Rutgers University, author of Against Thrift: Why Consumer Culture Is Good for the Economy, the Environment, and Your Soul (2011)

How much will Obama’s being black matter in the end? In, say, 20 years, will it be a major or minor aspect of his presidency and, to the extent that it will matter, in what specific way will it matter most?

Yes, race mattered from beginning to end, and in 20 years historians and journalists—presuming there are some left—will be debating not whether but how it did. Perhaps it mattered most in electing him, when the margin of victory was turnout rates among African-American and young voters. But the hyperbole and the hysteria that routinely characterized opposition to Obama (not just from the birthers and the tea-party types) will require close (psycho)analysis. I’m not confident that historians and journalists will be up to that task.

Will future historians blame Obama for not getting more done in a climate of Republican obstructionism, or will he be given a pass for it? More generally, to what degree will his presidency be seen as “transformative” (the word he used to describe the Reagan administration)?

Obama came into office believing the U.S. is a center-right country. He governed on that assumption from beginning to end. Translation: He always thought he needed to compromise, split the difference, and so forth. He was wrong, and he’s still wrong. The coalition that elected him in 2008 was ready for the change he promised it. Because he governed without keeping that electoral coalition mobilized, his presidency will not be remembered as “transformative.”

In assessing Obama’s historical legacy, what do you believe will be the aspect of his presidency that is currently least understood or misunderstood? In other words, for better or worse, what single thing looks smallest now but will matter most to future historians?

What looks smallest now—almost petty, if you believe Maureen Dowd—is Obama’s inability to address Congress except as an orator from on high. Like Ms. Dowd, future historians will wonder why he couldn’t get off the pedestal and make some pragmatic deals. They will ascribe this failing to his personal character, but it’s an ideological problem.

Will future historians conclude that Obama weakened or strengthened the office of the president? Will the policies he enacted without congressional cooperation represent a strategic victory or a dangerous escalation of executive power?

How about both? Or neither? From the standpoint of future presidents, Obama’s expansion of executive powers will represent a handy device in negotiation with Congress (unless the Congress fights back with procedural obstructions grounded in constitutional precedent, not likely). From everywhere else unbound by the prerogatives of the White House, it will represent a dangerous enlargement of what the war criminals in the Bush administration called a “unitary executive.”

Assuming no dramatic shift in world events between now and 2016, which parts of Obama’s foreign-policy tenure will be judged most positively and which most poorly? Overall, how will his actions abroad be judged against his recent predecessors’?

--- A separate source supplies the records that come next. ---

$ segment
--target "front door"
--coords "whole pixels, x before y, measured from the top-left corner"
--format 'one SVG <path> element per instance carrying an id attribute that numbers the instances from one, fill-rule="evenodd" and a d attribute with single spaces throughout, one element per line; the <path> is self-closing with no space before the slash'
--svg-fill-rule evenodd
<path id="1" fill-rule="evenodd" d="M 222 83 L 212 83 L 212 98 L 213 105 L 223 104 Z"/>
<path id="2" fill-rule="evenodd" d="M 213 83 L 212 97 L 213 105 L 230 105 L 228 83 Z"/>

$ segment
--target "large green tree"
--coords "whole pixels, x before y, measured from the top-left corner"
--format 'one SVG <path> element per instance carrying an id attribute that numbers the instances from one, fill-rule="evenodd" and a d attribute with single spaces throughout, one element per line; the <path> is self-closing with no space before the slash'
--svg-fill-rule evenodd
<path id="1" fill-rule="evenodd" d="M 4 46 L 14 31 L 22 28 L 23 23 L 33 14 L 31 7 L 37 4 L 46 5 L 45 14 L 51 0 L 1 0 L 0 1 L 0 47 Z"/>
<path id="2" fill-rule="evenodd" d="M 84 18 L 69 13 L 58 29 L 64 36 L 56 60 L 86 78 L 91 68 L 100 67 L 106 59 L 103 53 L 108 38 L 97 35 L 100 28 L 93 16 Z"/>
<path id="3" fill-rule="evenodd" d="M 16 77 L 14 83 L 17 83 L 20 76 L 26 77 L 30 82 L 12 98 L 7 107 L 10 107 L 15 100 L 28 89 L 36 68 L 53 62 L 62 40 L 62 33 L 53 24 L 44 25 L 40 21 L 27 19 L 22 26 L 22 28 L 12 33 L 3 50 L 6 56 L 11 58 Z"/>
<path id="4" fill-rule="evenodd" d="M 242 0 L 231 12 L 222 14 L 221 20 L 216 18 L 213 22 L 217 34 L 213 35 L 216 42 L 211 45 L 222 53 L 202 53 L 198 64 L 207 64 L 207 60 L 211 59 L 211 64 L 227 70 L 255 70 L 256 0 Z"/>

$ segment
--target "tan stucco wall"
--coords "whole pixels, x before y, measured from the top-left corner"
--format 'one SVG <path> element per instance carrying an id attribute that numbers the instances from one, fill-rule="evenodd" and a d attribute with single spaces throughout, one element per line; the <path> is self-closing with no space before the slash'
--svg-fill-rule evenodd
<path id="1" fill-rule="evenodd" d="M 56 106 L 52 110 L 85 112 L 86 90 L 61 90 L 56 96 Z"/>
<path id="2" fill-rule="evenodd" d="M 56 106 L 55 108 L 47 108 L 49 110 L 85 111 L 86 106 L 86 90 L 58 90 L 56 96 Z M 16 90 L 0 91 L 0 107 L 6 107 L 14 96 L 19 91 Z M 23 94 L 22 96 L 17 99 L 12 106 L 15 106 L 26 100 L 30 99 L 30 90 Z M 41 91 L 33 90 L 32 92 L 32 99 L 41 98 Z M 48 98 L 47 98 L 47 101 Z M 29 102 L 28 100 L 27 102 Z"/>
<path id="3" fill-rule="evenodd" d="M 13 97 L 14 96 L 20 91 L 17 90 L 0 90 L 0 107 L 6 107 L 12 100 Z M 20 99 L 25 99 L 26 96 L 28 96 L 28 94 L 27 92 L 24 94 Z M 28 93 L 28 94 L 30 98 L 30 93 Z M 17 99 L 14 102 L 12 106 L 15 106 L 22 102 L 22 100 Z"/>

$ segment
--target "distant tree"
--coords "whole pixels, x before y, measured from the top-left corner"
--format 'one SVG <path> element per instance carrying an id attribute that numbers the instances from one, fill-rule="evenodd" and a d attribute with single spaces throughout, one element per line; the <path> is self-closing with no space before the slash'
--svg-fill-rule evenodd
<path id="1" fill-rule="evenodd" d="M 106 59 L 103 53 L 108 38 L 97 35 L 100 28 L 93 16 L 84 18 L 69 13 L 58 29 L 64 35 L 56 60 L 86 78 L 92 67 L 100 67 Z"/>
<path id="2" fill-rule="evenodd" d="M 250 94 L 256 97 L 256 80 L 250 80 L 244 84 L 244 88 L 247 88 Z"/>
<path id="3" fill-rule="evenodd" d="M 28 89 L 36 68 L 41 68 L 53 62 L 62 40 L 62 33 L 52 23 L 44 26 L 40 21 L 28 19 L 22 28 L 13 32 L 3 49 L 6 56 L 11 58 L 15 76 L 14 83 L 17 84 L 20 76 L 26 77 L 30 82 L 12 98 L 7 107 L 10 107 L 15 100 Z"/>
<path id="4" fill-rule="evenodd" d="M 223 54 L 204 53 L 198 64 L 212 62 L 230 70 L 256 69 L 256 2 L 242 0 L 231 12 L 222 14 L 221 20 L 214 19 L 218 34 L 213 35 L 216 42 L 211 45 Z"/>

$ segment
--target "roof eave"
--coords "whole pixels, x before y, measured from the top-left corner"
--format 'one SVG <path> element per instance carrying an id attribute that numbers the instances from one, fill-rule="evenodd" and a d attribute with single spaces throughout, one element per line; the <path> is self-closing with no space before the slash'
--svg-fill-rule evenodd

The end of sanctioned torture is the best thing Obama has done in terms of foreign policy, for now. The “pivot” to Asia will figure largely in future accounts, but I think the most lasting legacy of this administration will be the “pivot” to Iran—away from Israel. Everything that has happened in the Middle East since 2001, including the unnecessary wars and “surges,” has magnified Iran’s importance from the standpoint of U.S. national interests and, to the same extent, diminished Israel’s significance.

Will the Obama years come to be seen as a major realignment in Democratic politics? As a historian, how would you predict the longevity of his coalition?

No, I don’t see a major realignment. He dismissed the coalition that elected him in 2009. Obamacare was a threat to Republicans as long as it appeared as a constituency-generating bureaucracy, but it has now lost that electoral salience, so there’s no way to predict the trajectory of the Democratic Party’s base, let alone its composition.

Will future historians concur with the administration’s own narrative of having saved the country from another Great Depression? Or will Obama’s economic legacy be seen as a lackluster performance or, worse, a failed attempt to reform the U.S. economy in any meaningful way?

Again, both, or neither. Obama’s administration did save us from another Great Depression, but the assumption throughout was that a “financial fix” was the key to everything else, so he kept Geithner, Summers, et al. in place as reassurance to the Wall Street crowd. We did need a quick “financial fix,” but the causes of the Great Recession run so much deeper than shadow banking and deregulation and moral hazard—I could go on—that to use the word “reform” in this context is laughable, Barney Frank and Chris Dodd notwithstanding.